L'entreprise individuelle classique ("au réel")

  • Sur le plan fiscal : l'entrepreneur individuel "classique" est soumis soit au régime réel normal soit au régime réel simplifié pour les activités relevant du BIC et au régime de la déclaration contrôlée pour les activités relevant des BNC (activités libérales).

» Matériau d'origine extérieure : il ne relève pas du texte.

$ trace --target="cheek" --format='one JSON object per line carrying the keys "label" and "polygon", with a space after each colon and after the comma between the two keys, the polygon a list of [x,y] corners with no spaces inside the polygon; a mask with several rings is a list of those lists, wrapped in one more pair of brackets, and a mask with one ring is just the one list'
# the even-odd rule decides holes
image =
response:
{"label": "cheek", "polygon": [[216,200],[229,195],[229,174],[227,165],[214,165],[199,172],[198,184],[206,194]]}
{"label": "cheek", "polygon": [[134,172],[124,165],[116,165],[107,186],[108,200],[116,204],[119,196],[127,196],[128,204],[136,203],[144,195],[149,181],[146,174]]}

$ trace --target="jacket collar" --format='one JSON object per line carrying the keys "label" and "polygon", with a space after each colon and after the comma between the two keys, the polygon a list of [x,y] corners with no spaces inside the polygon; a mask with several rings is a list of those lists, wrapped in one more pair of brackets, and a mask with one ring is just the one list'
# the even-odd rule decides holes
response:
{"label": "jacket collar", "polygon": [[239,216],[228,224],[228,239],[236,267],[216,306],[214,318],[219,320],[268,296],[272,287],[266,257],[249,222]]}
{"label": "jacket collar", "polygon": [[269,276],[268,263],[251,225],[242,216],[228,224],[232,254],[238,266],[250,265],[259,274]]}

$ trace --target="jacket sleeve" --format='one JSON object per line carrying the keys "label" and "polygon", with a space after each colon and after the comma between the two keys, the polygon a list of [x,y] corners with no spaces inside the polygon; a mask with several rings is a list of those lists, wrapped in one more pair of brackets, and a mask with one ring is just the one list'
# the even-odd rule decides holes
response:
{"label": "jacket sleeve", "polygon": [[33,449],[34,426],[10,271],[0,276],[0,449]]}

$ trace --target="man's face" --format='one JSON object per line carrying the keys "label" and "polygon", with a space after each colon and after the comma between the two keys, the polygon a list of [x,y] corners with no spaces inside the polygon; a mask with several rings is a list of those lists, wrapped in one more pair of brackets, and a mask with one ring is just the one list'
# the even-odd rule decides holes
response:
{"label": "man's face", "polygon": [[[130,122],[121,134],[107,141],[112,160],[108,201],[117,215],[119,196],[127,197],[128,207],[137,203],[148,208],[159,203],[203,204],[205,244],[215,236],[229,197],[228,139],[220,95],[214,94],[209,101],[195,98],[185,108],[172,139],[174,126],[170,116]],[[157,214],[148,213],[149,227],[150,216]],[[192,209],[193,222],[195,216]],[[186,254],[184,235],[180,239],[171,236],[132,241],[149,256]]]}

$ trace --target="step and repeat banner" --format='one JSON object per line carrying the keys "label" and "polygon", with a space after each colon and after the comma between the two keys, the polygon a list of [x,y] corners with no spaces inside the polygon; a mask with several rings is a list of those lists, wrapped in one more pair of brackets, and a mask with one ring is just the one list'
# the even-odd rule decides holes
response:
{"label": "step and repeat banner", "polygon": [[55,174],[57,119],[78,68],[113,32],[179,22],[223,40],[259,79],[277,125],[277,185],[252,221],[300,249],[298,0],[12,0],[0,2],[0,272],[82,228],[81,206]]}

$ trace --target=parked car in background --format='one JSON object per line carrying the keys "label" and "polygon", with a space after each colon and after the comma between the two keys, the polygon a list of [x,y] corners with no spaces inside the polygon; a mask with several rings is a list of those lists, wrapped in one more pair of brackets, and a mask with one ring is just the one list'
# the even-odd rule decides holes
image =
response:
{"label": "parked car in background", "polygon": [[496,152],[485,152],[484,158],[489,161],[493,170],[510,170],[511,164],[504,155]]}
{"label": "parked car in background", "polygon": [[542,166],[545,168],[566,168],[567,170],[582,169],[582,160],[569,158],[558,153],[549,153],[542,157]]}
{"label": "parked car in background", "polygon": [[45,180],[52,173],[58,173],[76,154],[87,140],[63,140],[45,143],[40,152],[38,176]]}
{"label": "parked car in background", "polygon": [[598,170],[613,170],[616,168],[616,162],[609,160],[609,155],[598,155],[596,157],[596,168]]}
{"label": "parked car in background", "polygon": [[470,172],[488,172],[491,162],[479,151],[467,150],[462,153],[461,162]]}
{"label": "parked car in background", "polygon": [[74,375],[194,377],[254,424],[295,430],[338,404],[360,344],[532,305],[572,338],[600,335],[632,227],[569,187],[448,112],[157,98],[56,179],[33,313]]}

    Depuis 2022, l'entrepreneur individuel classique a la possibilité d'opter pour l'IS (l'impôt société). Dans ce cas, c'est le prélèvement qu'il a effectué sur le compte de l'entreprise (appelé sur le plan comptable « prélèvement de l'exploitant ») qui constitue le revenu sur lequel sont calculés ses cotisations sociales et son impôt sur le revenu. S'il n'opte pas pour l'IS, son revenu est le bénéfice total qui correspond au résultat réel de l'entreprise. Dans le régime réel simplifié, les obligations comptables sont moindres, et la TVA n'est pas payée mois par mois mais une fois par an. 
  • Sur le plan social : l'entrepreneur individuel "classique" est soumis au régime social des travailleurs non salariés. Les cotisations sociales sont calculées sur la base des bénéfices réellement réalisés (IR) ou de de son revenu réel (IS). Mais au départ, l'administration ne connaît pas ce revenu imposable. Alors, la première année, il faut verser des cotisations provisionnelles, basées sur une base forfaitaire. Les cotisations, dues même en l'absence de chiffre d'affaires, sont régularisées l'année suivante.